/rscripts

Repository miscellaneous R scripts including scripts for RNAseq analysis

Primary LanguageJupyter Notebook

R scripts

This repository holds the miscellaneous R scripts I wrote. Please note that these scripts as provided such and execute appropriate precaution in using them. You can better them and share them with the community. At first these scripts are R scripts. Eventually I will move them to Rmark up.

Scripts:

  1. Volcano plot using ggplot2.Rmd - This script is for volcano plots in ggplot2 and basic R plotting for highlighting genes/points of interest

  2. salmon_deseq2 workflow.Rmd - This script is analyzing Salmon output using DESEQ2 R library. Output from Salmon output should be in a folder by name "results" and the transcript mapping file should be in "reference" folder. Script (salmon_deseq2 workflow.Rmd), results folder and reference folder should be in the same folder. Output from the analysis (salmon_deseq2 workflow.Rmd output) will be stored in a separate folder (salmon_deseq2_results_results) in results folder. User should edit the sample names and subsequent processing by hand. This script, will generate DE genes, produces DESEQ2 results report in html and pdf format. In addition, same information is captured in a separate pdf. User can edit the params to get optimal images.

  3. wasabi_sleuth_workflow.Rmd - This script is analyzing Salmon output using Wasabi and Sleuth R libraries. Output from Salmon output should be in a folder by name "results" and the transcript mapping file should be in "reference" folder. Script (wasabi_sleuth_workflow.Rmd), results folder and reference folder should be in the same folder. Output from the analysis (wasabi_sleuth_workflow.Rmd output) will be stored in a separate folder (sleuth_results) in results folder. User should edit the sample names and subsequent processing by hand. This script, will generate DE genes.

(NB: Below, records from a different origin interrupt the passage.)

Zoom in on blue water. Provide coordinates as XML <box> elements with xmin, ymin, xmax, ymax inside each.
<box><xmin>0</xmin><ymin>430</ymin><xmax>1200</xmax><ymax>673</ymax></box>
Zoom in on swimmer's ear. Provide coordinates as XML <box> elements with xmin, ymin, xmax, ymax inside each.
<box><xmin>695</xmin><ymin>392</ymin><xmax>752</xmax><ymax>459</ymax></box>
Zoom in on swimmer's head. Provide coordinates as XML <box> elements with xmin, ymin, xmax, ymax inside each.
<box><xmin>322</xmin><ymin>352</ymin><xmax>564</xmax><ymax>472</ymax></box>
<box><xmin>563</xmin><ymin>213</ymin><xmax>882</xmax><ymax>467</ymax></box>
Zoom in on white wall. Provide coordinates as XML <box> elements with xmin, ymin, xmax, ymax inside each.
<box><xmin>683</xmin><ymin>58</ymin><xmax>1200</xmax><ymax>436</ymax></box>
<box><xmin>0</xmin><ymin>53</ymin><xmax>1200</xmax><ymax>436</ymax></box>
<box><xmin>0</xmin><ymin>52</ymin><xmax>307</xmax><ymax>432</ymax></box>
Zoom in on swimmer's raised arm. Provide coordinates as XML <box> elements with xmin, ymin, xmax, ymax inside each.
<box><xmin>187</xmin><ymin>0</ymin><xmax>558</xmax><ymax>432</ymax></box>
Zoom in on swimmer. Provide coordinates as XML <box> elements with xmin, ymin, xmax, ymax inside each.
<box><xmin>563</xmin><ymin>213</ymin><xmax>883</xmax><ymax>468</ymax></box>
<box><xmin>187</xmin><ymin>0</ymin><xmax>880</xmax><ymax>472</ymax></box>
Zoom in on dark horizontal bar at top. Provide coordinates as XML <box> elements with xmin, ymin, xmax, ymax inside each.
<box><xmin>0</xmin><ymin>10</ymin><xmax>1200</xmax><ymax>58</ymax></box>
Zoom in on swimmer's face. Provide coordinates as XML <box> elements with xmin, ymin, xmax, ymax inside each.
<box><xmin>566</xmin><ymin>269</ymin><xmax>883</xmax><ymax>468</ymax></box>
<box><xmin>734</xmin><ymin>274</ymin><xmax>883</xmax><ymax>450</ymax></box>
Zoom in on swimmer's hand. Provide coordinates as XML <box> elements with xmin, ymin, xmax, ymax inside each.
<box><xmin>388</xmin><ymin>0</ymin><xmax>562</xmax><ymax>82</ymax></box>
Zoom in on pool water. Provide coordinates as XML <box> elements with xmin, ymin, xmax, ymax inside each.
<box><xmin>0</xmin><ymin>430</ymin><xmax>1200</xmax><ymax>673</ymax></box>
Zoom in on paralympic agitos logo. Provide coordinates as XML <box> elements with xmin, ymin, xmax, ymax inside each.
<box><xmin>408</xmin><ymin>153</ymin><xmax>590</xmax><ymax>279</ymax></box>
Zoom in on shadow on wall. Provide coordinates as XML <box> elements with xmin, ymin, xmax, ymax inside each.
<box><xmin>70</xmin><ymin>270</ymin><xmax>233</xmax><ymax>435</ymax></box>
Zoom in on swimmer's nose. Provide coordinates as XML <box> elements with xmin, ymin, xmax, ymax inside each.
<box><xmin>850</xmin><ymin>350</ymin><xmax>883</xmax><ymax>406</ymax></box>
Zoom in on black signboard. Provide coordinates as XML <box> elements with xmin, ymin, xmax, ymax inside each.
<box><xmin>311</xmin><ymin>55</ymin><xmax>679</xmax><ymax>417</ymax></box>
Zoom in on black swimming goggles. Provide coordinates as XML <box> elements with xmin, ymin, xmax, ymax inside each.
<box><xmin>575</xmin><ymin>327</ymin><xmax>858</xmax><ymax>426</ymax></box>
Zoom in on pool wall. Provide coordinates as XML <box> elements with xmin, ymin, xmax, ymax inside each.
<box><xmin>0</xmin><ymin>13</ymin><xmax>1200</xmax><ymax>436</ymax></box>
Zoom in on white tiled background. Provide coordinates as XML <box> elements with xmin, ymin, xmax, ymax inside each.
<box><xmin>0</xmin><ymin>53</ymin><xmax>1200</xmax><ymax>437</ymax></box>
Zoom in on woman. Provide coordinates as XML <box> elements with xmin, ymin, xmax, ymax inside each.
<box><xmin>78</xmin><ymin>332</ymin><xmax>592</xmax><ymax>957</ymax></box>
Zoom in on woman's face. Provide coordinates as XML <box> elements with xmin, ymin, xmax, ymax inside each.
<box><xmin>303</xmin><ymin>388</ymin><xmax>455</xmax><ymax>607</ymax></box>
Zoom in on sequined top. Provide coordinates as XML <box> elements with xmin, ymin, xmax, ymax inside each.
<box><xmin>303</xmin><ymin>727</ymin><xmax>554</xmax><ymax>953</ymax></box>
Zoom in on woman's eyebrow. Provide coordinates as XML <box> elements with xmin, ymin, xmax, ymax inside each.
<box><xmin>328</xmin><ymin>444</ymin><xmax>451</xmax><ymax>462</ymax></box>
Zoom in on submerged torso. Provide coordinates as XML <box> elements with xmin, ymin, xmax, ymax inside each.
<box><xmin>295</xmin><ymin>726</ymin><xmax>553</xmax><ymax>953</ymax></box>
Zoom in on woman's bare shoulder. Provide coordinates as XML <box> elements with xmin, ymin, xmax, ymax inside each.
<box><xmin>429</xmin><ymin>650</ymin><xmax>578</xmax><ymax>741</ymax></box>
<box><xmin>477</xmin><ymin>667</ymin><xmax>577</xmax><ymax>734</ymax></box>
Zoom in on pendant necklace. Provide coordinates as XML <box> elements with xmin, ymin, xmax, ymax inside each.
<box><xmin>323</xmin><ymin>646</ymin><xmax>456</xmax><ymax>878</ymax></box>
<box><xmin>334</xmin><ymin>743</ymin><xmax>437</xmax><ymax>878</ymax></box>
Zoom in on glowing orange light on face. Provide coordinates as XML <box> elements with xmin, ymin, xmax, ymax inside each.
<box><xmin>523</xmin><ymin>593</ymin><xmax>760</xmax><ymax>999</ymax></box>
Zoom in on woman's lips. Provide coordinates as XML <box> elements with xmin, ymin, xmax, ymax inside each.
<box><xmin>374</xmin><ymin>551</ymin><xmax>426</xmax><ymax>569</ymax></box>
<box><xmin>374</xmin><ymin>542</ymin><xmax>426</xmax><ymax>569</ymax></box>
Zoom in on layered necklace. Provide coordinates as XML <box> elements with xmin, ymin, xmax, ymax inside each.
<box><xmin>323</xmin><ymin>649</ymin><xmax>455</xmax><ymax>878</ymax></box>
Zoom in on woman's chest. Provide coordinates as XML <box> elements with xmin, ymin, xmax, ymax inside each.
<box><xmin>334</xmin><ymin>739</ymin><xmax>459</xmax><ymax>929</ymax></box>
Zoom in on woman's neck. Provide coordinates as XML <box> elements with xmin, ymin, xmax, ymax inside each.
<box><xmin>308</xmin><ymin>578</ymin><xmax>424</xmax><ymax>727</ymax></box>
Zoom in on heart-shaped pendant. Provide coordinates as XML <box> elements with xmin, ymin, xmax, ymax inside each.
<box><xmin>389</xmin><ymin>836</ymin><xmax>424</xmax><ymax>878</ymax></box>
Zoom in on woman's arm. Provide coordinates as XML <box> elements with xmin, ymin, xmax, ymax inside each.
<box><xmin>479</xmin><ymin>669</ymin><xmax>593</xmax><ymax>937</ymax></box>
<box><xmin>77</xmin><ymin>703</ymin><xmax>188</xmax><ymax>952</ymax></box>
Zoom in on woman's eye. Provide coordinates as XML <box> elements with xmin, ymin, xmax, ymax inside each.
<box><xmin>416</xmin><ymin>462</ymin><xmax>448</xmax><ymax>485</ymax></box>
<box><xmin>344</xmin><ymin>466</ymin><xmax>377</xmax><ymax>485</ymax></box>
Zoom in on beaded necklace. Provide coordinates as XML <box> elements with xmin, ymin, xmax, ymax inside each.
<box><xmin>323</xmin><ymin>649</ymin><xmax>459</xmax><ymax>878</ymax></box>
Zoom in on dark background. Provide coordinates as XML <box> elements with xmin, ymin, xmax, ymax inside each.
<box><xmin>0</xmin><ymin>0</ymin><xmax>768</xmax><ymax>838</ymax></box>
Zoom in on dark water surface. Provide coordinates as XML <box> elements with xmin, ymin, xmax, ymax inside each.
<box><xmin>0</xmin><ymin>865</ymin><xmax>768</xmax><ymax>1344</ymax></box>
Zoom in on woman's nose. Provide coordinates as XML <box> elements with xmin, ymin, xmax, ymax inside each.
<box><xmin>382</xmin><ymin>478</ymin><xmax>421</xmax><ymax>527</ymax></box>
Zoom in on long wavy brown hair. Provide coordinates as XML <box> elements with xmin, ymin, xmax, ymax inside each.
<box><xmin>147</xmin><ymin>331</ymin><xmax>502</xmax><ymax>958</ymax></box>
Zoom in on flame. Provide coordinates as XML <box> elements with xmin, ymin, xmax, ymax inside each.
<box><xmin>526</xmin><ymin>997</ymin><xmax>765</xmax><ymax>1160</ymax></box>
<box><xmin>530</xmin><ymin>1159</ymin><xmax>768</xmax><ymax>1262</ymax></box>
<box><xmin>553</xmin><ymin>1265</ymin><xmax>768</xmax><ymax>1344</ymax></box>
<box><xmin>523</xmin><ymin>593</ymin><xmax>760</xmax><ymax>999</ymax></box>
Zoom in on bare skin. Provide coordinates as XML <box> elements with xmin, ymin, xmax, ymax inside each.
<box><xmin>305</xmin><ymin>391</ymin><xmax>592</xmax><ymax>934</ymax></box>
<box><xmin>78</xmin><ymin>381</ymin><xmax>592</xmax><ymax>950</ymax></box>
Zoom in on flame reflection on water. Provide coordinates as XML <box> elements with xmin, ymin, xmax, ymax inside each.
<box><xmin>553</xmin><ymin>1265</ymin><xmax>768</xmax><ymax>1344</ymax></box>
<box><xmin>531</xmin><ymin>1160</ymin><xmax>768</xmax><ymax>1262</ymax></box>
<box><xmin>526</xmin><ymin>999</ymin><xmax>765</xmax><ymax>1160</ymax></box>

  4. time_series_ggplot_30052018.Rmd - This script is for plotting time series gene expression data with two conditions (treated vs untreated). You can view the output below: here here

  5. average_triplicates.Rmd. This script averages (mean) triplicate columns. Format for triplicates is samplename_timepoint_Replicatenumber (for eg. X_T0_R1,X_T0_R2,X_T0_R3 - 3 replicates for time 0 for x, X_T1_R1,X_T1_R2,X_T1_R3 - three replicates for time 1 for x)

  6. average_triplicates_collapse_duplicates.Rmd: This script averages (mean) triplicate columns and collapses (by mean) duplicate rows.

  7. multiple_facet_grid.Rmd - This script has gene expression data with two categories as covariates represented by ggplot. The graph has per gene, per condition, per gender faceting graphical representation.

  8. group_specific_mean_ggplot.ipynb - This script has ggplotting per group (factor/categorical variable) mean coloring cutoffline. In general, ggplot mean drawing on ggplot with multiple groups is overall mean, instead of per group mean. This script allows highlighting points per group.

  9. facet_sample_gene_R.ipynb- This script has two kinds of scripts within it: --One: plotting group means and connecting them by a line per sample per time for cumulative gene expression and plotting group means and connecting them by a line per gene per time. --two: Plotting heatmap of expression value. Final figure one is bad in the code as drawing within jupyter-notebooks, i havent' mastered. Final figure second one is good. Final figure one is as below

  10. Replace_gene_symbols_with_entrez_ids.ipynb - This script relaces all gene symbols in data frame with NCBI entrez IDs.

  11. ggpairs_list_faceting_saving.Rmd - This script would create ggpairs graph list, save each one into individual file and facet them.

  12. look_around_R_20072018.ipynb - This script uses lookaround functions in R to separate greek letters and english words in a single string

  13. Heatmap_boxplot_clustering.ipynb - This script is about drawing a heatmap with column and row annotations with boxplot, violin and density plots as annotions and column color annotation.

  14. Rowwise t test folder contains an example file and a function to run simple row wise t tests. Function takes one matrix, start and end columns of first group. Rest columns are automatically assigned to be second group.

  15. append_filenames_to_column.R runs on a directory (path) with csv files and appends each csv file name to all the columns within that file. Please change the input directory (path) before you use this script.